What is cinema? If when considering cinema you only account for “image” then there’s an obvious history, but “cinema’s sound identity has undergone constant redefintion.” In cinema’s early -pre-1930’s- period, it combined with various audio media to the extent that they cannot be seen separately.
Media is constantly changing, be wary of projecting the current conception onto the past. Because it combines “image and sound technologies” film can integrate or “blend in” any relevant new technique that “serves a particular aesthetic or economic purpose.”
“Nickelodeons” were largely a silent format -a matter of “moving photographs” on literal film. The “familiar audio/visual phenomenon we now call cinema” is not present at this early moment. Soon after however, films began to be shot “in view of a specific accompaniment.” As the cliché has it “the silents were never silent.”

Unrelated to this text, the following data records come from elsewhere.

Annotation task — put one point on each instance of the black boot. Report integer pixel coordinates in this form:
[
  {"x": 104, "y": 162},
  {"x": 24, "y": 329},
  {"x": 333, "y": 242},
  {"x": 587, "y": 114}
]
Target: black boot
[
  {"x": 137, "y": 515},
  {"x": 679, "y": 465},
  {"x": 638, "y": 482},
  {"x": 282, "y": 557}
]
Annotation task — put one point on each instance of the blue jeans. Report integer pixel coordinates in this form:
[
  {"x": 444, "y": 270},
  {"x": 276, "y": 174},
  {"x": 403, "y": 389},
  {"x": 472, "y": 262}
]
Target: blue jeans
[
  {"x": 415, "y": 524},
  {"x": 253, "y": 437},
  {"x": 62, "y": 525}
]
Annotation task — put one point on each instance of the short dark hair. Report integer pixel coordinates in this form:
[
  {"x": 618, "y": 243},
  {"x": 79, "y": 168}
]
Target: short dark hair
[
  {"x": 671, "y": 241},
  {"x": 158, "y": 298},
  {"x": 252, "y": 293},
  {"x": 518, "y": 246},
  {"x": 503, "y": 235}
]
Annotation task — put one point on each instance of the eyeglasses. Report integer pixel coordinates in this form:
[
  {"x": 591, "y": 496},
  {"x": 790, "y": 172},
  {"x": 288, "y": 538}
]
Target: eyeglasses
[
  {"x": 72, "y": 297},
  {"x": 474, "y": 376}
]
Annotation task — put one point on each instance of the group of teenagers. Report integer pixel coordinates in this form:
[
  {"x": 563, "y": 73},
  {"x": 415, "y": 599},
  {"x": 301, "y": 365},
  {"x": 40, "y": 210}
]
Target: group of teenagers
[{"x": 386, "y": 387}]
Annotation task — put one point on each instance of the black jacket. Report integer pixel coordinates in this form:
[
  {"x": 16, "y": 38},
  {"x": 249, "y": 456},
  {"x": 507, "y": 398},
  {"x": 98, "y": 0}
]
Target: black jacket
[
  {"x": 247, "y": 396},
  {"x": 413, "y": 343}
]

The “phonograph” or “graphophone” was then combined with “the picture machine” to create “the singing and talking moving picture.” This process is primarily identified with the company Cameraphone who initiated the “star system” via their “decision to record vaudeville on film.” However, “it would take nearly two decades to install a durable sound film system.”
“We make more sense of the film industry by understanding it as a complex of related production strategies.” Thanks to this dynamism, early film “could pass rapidly from opera to cartoons and back.”
“Televison was referred to as radio throughout the twenties.” With regards to film and radio “the borders of the media remained an open question” and they had not “definitively separated” by 1922. Film audio was simulcast over radio to multiple theaters in the “Rothacker process.”
The “Victrola” was a “revolution in the phonograph field.” Early sound films “were an outgrowth of the record industry” and emphasized audio, “a telephone, plus a phonograph plus a radio” as one critic put it. “What is a talking picture but a phonograph record with plenty of amplification behind it?” wrote another.
“Representational technologies” like the above audio/visual innovations “take on multiple identities,” are “constantly redefined” and “are subject to the vagaries of reception.” This is opposed to simple notions of “substitution” or “succession”. “Equivalence and improvement in one area are accompanied by a zone of non-equivalence in another.”
Cinema’s history of “conflation with other media” precludes any notion of a succession of “true equivalents.” “Representational technologies” tend “toward multiple definition,” in the case of early cinema “as a circus,” an “exhibition,” or “theater.” In the history of cinema definition is a multifaceted “ongoing struggle” of “jurisdiction.”